‘WIN-WIN’ FOR EMPLOYERS, WORKERS
Employees, business leaders laud the passage of Republic Act 11165 or the Telecommuting Law, which institutionalizes telecommuting as an alternative work arrangement for employees in the private sector
Employees from the private sector lauded the passage of the telecommuting or work-fromhome law, saying this can boost productivity and allow them to use their time wisely.
For Victor Anthony Silva, corporate communicator of a power company, the new law is a “win-win development” for both employees and employers. He said the law allows employees to get things done right away, as it saves them from the long commute going to work due to the traffic congestion.
“I’m really glad that the work-from-home bill was signed into law. The daily commute to and from the office amid the worsening traffic situation in the city really affects the well-being of workers. With this new law, private workers will get a chance to work from home and not to worry about traveling to the office and still get the same benefits as their traditional counterparts. It’s a win-win development,” Silva said.
Metro Cebu loses at least P1.1 billion a day due to traffic congestion, according to the initial study of the Japan International Cooperation Agency reported in April 2018.
In past interviews, business owner Philip Tan, who is also the past president of the Mandaue Chamber of Commerce and Industry, urged business owners to take advantage of social media to connect with their employees and customers to save time and cost. Tan said that if transactions could be coursed through the Internet, it would benefit his employees.
“Right now, we are investing in technology-based transactions to go online... to talk to our customers and to plan everything. Opportunity loss in traffic cannot aggregate in numbers. Let’s get our acts together and move forward,” he said.
While she is already enjoying a flexible working schedule, Maria Lourdes Mozo, marketing communications manager of a real estate company, said the new law is fitting in today’s business environment, which requires employees and companies to be agile.
“I work for a company where we have flexible working hours, and this has been beneficial to me as an employee. I’m not aware as to how many companies in Cebu are practicing the same, but I believe that with many digital platforms available, it should make it easier for employers and their employees to communicate,” said Mozo.
She, however, emphasized the need to have clear policies to protect both parties.

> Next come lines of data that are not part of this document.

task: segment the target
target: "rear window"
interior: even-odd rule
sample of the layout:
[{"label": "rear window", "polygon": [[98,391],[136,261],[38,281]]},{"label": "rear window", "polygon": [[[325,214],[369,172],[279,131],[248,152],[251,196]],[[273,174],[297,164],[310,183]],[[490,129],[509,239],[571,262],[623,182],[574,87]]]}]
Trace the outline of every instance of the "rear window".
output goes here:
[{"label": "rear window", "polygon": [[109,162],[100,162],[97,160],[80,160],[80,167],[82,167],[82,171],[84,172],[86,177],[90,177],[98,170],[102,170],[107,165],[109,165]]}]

“While the intention of the work-from-home law is good, there should be clear-cut rules and regulations to protect the rights of the employees, while also protecting the interest of the business,” she said.
President Rodrigo Duterte signed into law on Dec. 20 the Republic Act 11165, the act institutionalizing telecommuting as an alternative work arrangement for employees in the private sector.
Under the law, telecommuting is defined as the work arrangement that allows an employee in the private sector to work from an alternative workplace with the use of telecommunication and/or computer technologies.
For Philippine Chamber of Commerce and Industry president Alegria Limjoco, companies that lack office space stand to benefit from this flexible working strategy.
“Even before the law (was passed), other companies have been practicing it. This is not compulsory and not applicable to all,” she said in a text message.
This, however, is not without risk. Limjoco cited poor Internet connections and potential for data breaches as some issues that could come up with such an arrangement.
Wilfredo Sa-a Jr., managing director of the Cebu IT-BPM Organization (Cib.O), said the work-from-home law is a good development, and is a reflection of technology’s power in influencing or changing the way business is done.
He identified the availability of a reliable internet connection, data security and conducive workplace at home as critical factors that would affect the decision- making of employers and employees.
According to Sa-a, industries that don’t need physical interaction with colleagues and customers will be most suited for this arrangement. He cited outsourced services as an example. Moreover, Sa-a said the new law may help ease up traffic conditions and improve employee productivity.
Moreover, the work-fromhome law is also seen to drive the growth of co-working spaces.
“The work- from-home law will definitely have an impact on flexible workspace. More will be encouraged to work from home, and lease out seats in co-working spaces. As a result, developers in Manila and provinces will be encouraged to provide more flexible workspaces,” said Joey Roi Bondoc, research manager at Colliers International Philippines.
Private companies may offer a telecommuting program to its employees on a voluntary basis, and upon terms and conditions that the employee and employer may mutually agree upon, provided that minimum labor standards set by law are observed and include compensable work hours, minimum number of work hours, overtime, rest days, and entitlement to leave benefits.
OTHER OPTIONS. Aside from working at home, coworking spaces offer homebased workers an alternative, providing them with the tools they need to get their jobs done in areas that are accessible to them.